Houston Newsmakers: Prairie View A&M’s Simmons Center for Race and Justice makes progress in research

Also: Historian studies convict leasing; Spotlight on classic Black literature

Black History Month runs from February 1st through the 28th (KPRC-Pixabay)

It is finishing its first year and already the Ruth J. Simmons Center for Race and Justice at Prairie View A&M University is making great progress researching the roots of racism in this country.

Melanye Price, Ph.D. is the Director of the center and says one goal is to use research and facts about our history to help us work toward a better future. She also refers to herself as a hope evangelist for her students.

“I don’t think we can work with young people, especially young people, who were raised in the era of Trayvon Martin and George Floyd and have seen the things that they have seen and lived through a pandemic, it’s my job to make them hopeful,” she said.

Hear more from Dr. Price about specific immediate goals of the center and the groundbreaking work being done, on this week’s Houston Newsmakers with Khambrel Marshall.

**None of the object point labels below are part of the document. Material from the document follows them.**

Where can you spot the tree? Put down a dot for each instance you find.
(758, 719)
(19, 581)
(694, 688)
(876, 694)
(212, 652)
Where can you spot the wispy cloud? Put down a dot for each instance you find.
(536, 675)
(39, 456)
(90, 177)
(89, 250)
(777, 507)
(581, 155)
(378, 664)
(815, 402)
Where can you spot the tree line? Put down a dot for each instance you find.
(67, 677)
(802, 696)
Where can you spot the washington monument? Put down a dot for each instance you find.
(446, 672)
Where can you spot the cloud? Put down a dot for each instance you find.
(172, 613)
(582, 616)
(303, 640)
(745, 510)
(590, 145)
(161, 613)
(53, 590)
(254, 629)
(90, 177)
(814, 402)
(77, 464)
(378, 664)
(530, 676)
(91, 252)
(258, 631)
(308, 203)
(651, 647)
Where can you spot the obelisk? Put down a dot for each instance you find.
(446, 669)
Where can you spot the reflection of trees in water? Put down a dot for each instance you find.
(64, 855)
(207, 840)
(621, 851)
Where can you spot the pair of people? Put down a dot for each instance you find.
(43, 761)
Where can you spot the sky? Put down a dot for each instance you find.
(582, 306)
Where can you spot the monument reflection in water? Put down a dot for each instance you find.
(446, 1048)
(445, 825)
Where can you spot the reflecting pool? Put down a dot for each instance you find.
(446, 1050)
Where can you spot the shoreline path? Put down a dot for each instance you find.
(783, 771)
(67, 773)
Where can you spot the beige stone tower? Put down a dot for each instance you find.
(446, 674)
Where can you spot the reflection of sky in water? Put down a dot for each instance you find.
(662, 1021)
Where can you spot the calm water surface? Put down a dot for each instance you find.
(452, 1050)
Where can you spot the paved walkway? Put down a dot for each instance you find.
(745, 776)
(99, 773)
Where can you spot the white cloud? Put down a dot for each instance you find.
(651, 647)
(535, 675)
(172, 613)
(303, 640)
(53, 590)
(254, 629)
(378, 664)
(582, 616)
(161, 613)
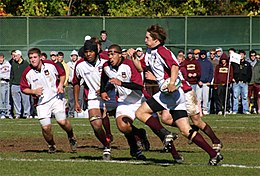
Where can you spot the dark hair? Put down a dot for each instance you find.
(44, 54)
(241, 51)
(60, 53)
(103, 32)
(116, 47)
(96, 40)
(157, 32)
(252, 52)
(232, 49)
(34, 50)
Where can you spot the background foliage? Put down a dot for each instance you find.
(129, 7)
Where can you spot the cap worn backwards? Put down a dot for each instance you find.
(90, 45)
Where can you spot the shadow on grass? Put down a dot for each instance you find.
(42, 151)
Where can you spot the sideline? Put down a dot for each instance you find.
(124, 162)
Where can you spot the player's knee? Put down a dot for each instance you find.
(192, 133)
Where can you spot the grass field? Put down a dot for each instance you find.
(24, 152)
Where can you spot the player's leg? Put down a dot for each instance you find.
(182, 122)
(145, 114)
(44, 114)
(58, 107)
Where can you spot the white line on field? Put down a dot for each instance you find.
(124, 162)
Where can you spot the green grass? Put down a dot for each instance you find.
(239, 133)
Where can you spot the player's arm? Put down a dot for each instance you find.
(174, 75)
(103, 84)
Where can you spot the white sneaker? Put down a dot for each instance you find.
(205, 112)
(247, 112)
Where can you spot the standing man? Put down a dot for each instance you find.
(164, 65)
(40, 80)
(242, 76)
(105, 43)
(71, 64)
(204, 81)
(5, 69)
(22, 105)
(89, 69)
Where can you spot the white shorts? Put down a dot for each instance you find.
(127, 109)
(97, 103)
(55, 106)
(171, 101)
(191, 103)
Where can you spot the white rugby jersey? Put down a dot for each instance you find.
(126, 72)
(90, 74)
(5, 70)
(161, 61)
(46, 78)
(71, 66)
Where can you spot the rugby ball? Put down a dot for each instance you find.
(164, 86)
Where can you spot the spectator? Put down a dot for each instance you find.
(242, 76)
(71, 64)
(193, 69)
(5, 71)
(10, 92)
(22, 105)
(44, 56)
(256, 83)
(213, 94)
(205, 81)
(220, 84)
(196, 54)
(252, 94)
(65, 66)
(105, 43)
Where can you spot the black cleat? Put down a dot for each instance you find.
(214, 161)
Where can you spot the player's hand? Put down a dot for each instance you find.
(149, 75)
(105, 96)
(115, 81)
(171, 87)
(131, 52)
(38, 91)
(77, 107)
(60, 89)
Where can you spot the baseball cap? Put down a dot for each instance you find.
(87, 37)
(196, 51)
(74, 52)
(18, 52)
(139, 49)
(54, 53)
(190, 51)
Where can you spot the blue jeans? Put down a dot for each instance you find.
(4, 99)
(21, 100)
(240, 89)
(203, 96)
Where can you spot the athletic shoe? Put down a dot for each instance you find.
(144, 140)
(140, 156)
(205, 112)
(214, 161)
(107, 154)
(52, 149)
(217, 147)
(168, 139)
(73, 144)
(179, 159)
(109, 138)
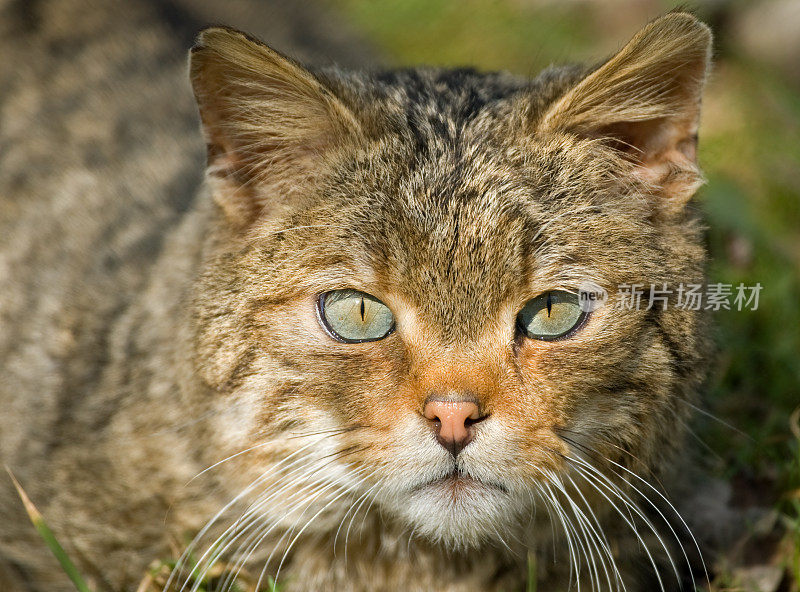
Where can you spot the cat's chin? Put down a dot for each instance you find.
(459, 512)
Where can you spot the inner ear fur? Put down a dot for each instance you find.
(269, 123)
(645, 102)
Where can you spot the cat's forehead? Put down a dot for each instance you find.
(460, 232)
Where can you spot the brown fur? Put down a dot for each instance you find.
(453, 197)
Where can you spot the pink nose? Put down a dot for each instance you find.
(452, 420)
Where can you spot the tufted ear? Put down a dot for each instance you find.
(645, 101)
(268, 123)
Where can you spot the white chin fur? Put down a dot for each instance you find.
(458, 516)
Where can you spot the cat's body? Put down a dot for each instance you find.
(151, 328)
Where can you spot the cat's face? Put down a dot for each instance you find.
(449, 211)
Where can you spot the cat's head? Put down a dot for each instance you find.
(388, 312)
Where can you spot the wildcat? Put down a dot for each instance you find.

Chains recovered from site of convict leasing site in Sugar Land (KPRC)

Millions of dollars in accumulated wealth based on racist convict leasing programs

Convict leasing was a major source of wealth building in the southern states of America in the late 19th and early 20th centuries. Historian Matthew J. Mancini, Ph.D., wrote a book on that topic entitled. “One Dies, Get Another: Convict Leasing in the American South.”

Dr. Mancini says there were occasionally a few whites legally leased by southern states to private landowners but after slavery was abolished he said: “the system was a part of the general system of racial subordination in the South.”

Dr. Mancini is a guest on this week’s program and says convict leasing is the quiet truth behind the growth and prosperity of the City of Sugar Land.

“This idea that Sugar Land was built by Imperial Sugar and the like is misleading at best,” he said. ‘The wealth in this area was based on the backs of convicts.”

See more on this week’s program and on HOUSTON NEWSMAKERS EXTRA here online.

Spotlight on Classic Black Literature: “Black is Eternal”

His name is Vincent Powell. He is the Houston filmmaker and director you are sure to hear more about in the coming years.

His current project in several Houston area school districts is called “Black is Eternal”, a film adaptation of several classic Black poets and writers, using all Houston actors and crew and divided into 28 different renderings for students to study each day of Black History Month.

“It’s just this idea to point out that you can take poems that are old. Poetry, prose, scripture, you can take literature, song and say hey that’s not just limited to this era,” he said. “It is something that is robust, it’s alive. It’s eternal. Black is Eternal. That’s where the name came from.”